Another quintet of the daemons loped rapidly toward D'Albeqaas and Squad Alpha. The arbitrators leveled arms, blasting away at the creatures with shotguns and killing one through sheer weight of fire, but D'Albeqaas knew it wouldn't be enough. These things were too tough, too agile, and too numerous.

Engines roared. A Rhino smashed into the creatures, crushing one and forcing the others to scramble aside. D'Albeqaas seized the opportunity to pick off another with a pair of well-aimed bolt shells, blowing apart its skull.

Another Rhino pulled to a halt behind him and his men, slewing to the side to give them access to the side door. “Get in!” shouted the driver, revving the engine. D'Albeqaas and his survivors were quick to do so, dragging the badly-injured Harbess into the vehicle.

“Gamma!” D'Albeqaas shouted, and the driver gunned the vehicle toward the beleaguered squad, not pausing to close its doors. Another member of his squad, Arbitrator Mycot, scrambled up the hatch to the pintle-mounted bolter.

D'Albeqaas assessed the field again. Two of the Rhinos were picking up Squads Beta and Epsilon, but the fifth vehicles had been carved apart by massed hellblades—detracked, its doors chopped open, and its driver butchered. As D'Albeqaas watched, the last standing member of Squad Delta was cleaved in two by one of the daemons. Another grabbed one of the four standing members of Squad Gamma and tore into him, tearing through carapace armor and into flesh with long, powerful talons.

A sustained burst of bolt fire from Mycot tore the daemon to shreds. The Rhino drove the others back with its bulk as it slid to a halt by the three surviving members of Squad Gamma. They staggered into the vehicle and it was rolling again, spinning around to get out. Mycot blazed away above the hatch, pounding more daemons to a pulp through weight of bolter fire.

The Rhino's doors began to shudder shut, but a last sight stuck in D'Albeqaas's horrified mind: Proctor Bouwde, his legs lost, his armor shredded, his exposed flesh deeply scored by claw-marks and roasting in the heat—but still alive. He reached beseechingly toward the receding Rhino as still more daemons approached him from every side.

Blood sprayed from above, trickling down into the troop compartment. Mycot slumped, slipping down the turret well—missing his head and right arm. A daemon peered down through the open hatch, hissing from its perch atop the careening Rhino. D'Albeqaas cursed, firing up through the hole.

The daemon screeched and lurched back. The Rhino's driver swerved hard and the daemon toppled off its perch. D'Albeqaas clambered forward through the Rhino's hold to the ladder, pushed Mycot's body aside, and climbed up himself.

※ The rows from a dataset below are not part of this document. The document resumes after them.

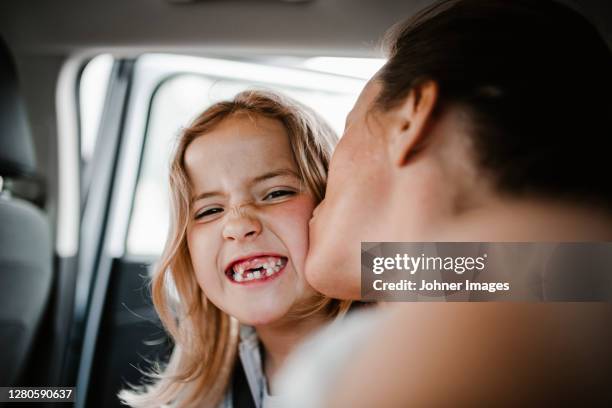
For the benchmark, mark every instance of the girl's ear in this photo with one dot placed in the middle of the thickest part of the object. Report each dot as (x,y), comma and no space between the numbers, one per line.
(409,120)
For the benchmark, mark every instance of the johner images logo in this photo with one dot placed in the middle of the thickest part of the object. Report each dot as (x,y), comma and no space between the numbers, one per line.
(481,271)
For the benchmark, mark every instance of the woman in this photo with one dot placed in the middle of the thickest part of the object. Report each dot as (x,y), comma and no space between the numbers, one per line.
(489,122)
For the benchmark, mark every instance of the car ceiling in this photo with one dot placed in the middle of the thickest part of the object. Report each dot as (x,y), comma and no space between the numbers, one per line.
(311,26)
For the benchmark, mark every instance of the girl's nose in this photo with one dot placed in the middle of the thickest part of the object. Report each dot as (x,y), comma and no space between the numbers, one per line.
(241,226)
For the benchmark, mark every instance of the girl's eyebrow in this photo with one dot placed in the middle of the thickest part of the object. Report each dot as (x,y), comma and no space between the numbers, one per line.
(255,180)
(275,173)
(204,195)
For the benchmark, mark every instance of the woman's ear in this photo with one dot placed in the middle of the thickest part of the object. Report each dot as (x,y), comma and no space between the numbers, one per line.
(409,121)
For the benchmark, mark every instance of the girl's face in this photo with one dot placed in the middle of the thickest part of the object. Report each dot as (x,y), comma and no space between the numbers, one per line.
(248,234)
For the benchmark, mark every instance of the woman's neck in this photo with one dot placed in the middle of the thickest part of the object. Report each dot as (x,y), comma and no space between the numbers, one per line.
(280,338)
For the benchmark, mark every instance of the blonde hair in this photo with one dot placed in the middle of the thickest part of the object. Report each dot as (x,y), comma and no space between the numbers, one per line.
(205,337)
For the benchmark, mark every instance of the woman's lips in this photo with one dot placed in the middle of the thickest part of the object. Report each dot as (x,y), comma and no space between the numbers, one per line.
(256,269)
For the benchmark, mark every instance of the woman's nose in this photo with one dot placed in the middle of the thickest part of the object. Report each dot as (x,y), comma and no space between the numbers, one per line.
(241,226)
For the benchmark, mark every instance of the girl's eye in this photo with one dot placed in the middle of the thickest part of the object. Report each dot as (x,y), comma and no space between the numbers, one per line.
(209,212)
(277,194)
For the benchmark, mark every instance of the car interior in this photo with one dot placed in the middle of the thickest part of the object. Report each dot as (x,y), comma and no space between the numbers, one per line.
(92,96)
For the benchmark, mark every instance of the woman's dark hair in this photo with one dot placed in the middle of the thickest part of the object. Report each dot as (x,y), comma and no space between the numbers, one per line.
(533,76)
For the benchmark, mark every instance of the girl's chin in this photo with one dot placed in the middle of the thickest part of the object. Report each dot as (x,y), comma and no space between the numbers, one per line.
(262,317)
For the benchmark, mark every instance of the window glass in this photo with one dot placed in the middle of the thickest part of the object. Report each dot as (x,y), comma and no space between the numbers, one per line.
(92,94)
(179,99)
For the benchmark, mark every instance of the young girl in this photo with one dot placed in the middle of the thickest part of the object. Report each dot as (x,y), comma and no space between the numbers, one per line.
(230,288)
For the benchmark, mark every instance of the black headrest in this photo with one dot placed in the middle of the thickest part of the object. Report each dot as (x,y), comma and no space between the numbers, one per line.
(16,151)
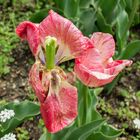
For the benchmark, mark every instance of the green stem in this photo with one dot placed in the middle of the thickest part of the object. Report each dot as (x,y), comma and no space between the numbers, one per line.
(85,102)
(131,17)
(49,136)
(50,52)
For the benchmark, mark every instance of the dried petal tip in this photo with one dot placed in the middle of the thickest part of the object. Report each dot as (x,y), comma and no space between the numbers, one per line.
(60,109)
(9,136)
(6,114)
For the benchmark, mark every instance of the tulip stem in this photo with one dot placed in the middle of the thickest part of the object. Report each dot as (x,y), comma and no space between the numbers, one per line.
(85,102)
(50,52)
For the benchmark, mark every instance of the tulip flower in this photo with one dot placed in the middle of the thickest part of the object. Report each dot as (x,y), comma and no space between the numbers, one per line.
(52,42)
(96,66)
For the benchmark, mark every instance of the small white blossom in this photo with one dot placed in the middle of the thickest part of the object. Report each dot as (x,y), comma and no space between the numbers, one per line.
(6,114)
(137,123)
(9,136)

The mine was receding. The four surviving Rhinos were driving away as fast as their machine spirits allowed, easily outdistancing the daemons that were loping after them. As D'Albeqaas watched, the beasts gave up, staring hatefully after the receding arbitrators.

D'Albeqaas slumped, exhausted and aching, as the Rhinos wound their way down the hillside. They had done it. At a grievous cost, to be certain—he had lost more than half of his command—but they had survived. They had escaped Hell, and lived to tell the tale.

+


----------



## Serpion5 (Mar 19, 2010)

Nice. A very close call there.  

One thing though, I was under the impression that a bloodletter was physically unable to relinquish its blade? Or did it simply use its off hand?


----------



## Mossy Toes (Jun 8, 2009)

Now that you mention it, I think I've heard that too. So, it, ah, used its hand. And that's one of the things I'll be tweaking slightly.

Thanks for reading!


----------



## Mossy Toes (Jun 8, 2009)

+

The Rhinos juddered across the roasted rocky terrain, carrying the surviving arbitrators in their iron bellies. The setting crimson sun glared harshly down, as if in admonition of the arbitrators' failure.

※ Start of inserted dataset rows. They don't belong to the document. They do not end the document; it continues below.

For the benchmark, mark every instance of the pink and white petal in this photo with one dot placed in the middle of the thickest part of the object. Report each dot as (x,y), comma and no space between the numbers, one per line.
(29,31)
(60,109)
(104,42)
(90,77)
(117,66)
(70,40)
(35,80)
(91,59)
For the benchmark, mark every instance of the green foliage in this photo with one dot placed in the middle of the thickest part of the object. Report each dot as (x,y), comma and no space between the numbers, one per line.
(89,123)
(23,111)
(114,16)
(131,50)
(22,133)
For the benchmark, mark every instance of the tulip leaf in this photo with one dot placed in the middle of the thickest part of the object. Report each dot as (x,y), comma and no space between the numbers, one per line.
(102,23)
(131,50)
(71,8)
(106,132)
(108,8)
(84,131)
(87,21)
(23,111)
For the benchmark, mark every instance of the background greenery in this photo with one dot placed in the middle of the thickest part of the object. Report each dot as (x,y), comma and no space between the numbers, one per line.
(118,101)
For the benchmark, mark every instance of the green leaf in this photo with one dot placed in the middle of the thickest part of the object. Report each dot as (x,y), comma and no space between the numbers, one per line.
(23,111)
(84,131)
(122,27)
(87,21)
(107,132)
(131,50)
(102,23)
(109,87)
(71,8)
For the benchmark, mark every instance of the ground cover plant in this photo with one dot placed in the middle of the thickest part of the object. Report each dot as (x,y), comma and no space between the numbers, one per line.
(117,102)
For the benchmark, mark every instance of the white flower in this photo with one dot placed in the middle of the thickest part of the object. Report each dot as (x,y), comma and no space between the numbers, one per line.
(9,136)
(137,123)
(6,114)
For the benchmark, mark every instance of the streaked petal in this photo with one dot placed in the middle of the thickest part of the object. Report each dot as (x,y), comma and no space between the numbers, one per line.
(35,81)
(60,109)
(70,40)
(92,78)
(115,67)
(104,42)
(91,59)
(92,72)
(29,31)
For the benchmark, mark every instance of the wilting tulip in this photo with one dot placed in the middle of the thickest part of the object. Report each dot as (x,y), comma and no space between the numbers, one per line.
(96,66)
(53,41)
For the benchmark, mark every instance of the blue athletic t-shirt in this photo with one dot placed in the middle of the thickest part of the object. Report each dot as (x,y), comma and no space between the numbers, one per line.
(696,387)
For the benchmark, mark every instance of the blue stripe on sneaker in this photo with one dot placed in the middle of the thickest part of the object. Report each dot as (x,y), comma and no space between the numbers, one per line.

Marshal D'Albeqaas sat alone at the front end of the hold, his armor coated in a film of gore. The heat, in the brief time before they had sealed the Rhino to protect the injured arbitrators, had boiled away the wetness, leaving a residue of flaking blood and caked viscera. When he shifted, he shed a fine rain of dried blood. The blood of his own men. Vomit rose in his craw at the recollection, and he choked it back. O Emperor, that such things could exist in this galaxy-

His hands were shaking and he couldn't still them. He stared at them for several blank seconds, then pressed them to the bench on his either side and looked around at the arbitrators in this Rhino. Those few that had survived the massacre, the butchery. All six of them. Six survivors out of twenty, and one of them slowly dying. Perhaps Beta and Epsilon had gotten off more lightly. What he had seen in the yard indicated as much—but he didn't dare get his hopes high.

Harbess was a mess. D'Albeqaas didn't know if he would manage to make it back to Aquinas Base. Arbitrator Sheria, from Squad Gamma, was doing what she could to make Harbess comfortable—insofar as such a thing was possible wearing full carapace and being in the stifled interior of the Rhino.

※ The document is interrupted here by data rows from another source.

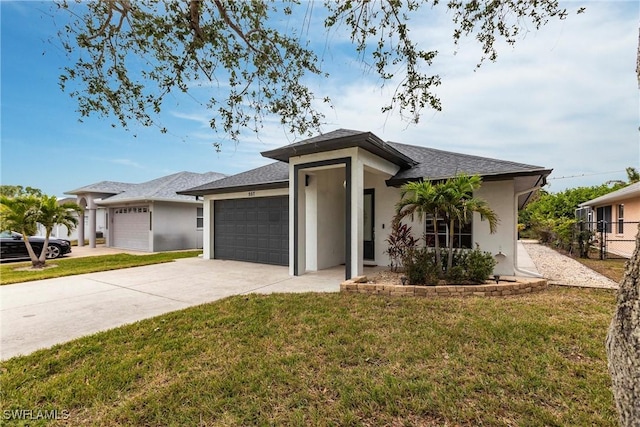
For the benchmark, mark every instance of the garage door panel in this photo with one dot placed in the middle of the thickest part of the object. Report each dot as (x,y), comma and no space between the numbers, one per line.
(131,227)
(255,230)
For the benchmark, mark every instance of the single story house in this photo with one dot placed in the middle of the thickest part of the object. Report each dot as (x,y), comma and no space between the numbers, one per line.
(62,232)
(620,210)
(149,216)
(329,200)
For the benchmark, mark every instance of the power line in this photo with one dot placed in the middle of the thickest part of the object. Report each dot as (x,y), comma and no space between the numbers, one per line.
(585,174)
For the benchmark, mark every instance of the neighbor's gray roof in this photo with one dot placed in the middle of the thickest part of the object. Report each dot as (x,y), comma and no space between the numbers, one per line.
(164,188)
(273,175)
(433,165)
(631,190)
(106,187)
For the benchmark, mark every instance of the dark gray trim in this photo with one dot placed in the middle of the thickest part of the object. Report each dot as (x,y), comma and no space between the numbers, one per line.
(240,188)
(347,162)
(371,191)
(397,182)
(366,140)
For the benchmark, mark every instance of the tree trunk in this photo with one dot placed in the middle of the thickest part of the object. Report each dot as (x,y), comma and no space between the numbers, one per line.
(623,343)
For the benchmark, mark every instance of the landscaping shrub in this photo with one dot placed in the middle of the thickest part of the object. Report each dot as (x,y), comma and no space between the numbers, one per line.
(420,266)
(478,265)
(400,241)
(469,266)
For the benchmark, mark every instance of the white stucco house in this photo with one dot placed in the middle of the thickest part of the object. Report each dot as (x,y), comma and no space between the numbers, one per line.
(329,201)
(62,232)
(149,216)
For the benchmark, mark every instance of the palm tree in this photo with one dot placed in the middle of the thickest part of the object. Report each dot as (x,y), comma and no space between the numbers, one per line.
(421,198)
(451,201)
(460,204)
(52,213)
(20,214)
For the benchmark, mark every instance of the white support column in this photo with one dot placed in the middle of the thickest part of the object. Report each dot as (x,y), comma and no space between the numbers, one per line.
(81,228)
(357,217)
(92,227)
(302,224)
(208,237)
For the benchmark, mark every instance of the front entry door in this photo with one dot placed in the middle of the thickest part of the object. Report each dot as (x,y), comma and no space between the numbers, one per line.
(369,223)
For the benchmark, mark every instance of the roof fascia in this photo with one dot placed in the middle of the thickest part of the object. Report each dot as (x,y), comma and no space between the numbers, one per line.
(366,141)
(238,188)
(397,182)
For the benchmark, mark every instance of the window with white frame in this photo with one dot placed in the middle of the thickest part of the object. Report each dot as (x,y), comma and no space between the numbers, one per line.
(462,237)
(200,218)
(620,218)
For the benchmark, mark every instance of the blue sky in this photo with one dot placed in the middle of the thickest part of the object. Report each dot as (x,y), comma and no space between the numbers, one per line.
(565,98)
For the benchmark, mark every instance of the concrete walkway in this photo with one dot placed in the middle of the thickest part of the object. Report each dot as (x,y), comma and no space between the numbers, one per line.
(42,313)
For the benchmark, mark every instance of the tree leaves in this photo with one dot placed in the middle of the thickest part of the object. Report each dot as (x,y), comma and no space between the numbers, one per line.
(129,57)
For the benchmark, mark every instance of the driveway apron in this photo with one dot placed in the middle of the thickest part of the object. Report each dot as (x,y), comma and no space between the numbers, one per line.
(42,313)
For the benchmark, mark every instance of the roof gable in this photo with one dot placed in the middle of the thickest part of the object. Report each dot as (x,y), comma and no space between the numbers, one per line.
(273,175)
(163,188)
(106,187)
(339,139)
(433,164)
(416,163)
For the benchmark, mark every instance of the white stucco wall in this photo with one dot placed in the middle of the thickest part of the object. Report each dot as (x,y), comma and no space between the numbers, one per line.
(62,232)
(174,226)
(501,198)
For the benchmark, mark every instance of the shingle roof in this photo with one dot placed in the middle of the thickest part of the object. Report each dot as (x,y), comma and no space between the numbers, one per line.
(415,162)
(339,139)
(273,175)
(164,188)
(107,187)
(631,190)
(434,164)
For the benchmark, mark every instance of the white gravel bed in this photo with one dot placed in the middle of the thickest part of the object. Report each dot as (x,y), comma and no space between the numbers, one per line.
(559,269)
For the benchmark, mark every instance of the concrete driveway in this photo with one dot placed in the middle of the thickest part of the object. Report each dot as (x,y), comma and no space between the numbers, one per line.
(42,313)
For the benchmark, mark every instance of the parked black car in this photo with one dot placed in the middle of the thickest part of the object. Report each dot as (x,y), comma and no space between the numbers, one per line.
(12,246)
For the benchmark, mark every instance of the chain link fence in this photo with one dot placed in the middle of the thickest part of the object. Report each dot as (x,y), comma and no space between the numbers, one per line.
(609,239)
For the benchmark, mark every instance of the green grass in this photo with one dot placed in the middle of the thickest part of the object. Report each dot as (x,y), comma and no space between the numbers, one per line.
(335,359)
(19,272)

He ought to comfort them, his survivors. They needed him now more than ever. He ought to at least speak to them, to assure them that their fallen comrades would be avenged. To tell them that the Emperor was with them even now. But what could he say that wouldn't ring patently false. The Emperor here in this pit of despair, this ragged flight? Vengeance against _that_, so recent in memory? D'Albeqaas had to clamp back a convulsive shudder.

He felt sick. Sick to the stomach; sick to the soul. A blurred dullness filled the hollow left by the hateful, bloodthirsty rage and adrenaline that had welled up in him earlier.

The miners' madness and their one-sided deaths—as one-sided as the reciprocal slaughter—that had been the Archenemy's catalyst. The death, the blood, and the arbitrators' righteous hatred: all of these had been tapped by that summoning. They, the arbitrators, had _helped_ conjure those daemons.

The thought set the marshal's stomach roiling even worse. He clamped down his gut, focusing on breathing steadily. Think what the arbitrators would think if he vomited. He ought to comfort them, perhaps—but failing that, he would remain aloof. He couldn't afford to let them see weakness. Let them think him to be a pillar on which they could lean, no matter how fragile his interior. Nothing would be worse for morale than showing weakness now. 

The worst part wasn't the deaths, though. It wasn't the humiliation, or failure of duty. He had done as much as he could against the greatest horror the galaxy could throw at him: the vaunted Archenemy, the mythical Daemon. He had done all he could do: survive.

The worst part was the recognition of how outclassed he was; the awe. The daemons had been revolting and horrifying... but they had also been consummate killers. They had been predators, expert warriors, avatars of warfare. They had been skill and slaughter enfleshed. No mere man could match that. He was pathetic compared to those entities; a cringing scrap of flesh in which to sheath a blade. He was nothing, and humbled for it. How could the Imperium, mankind, face such a foe and win? To that, the simplest of answers: it couldn't.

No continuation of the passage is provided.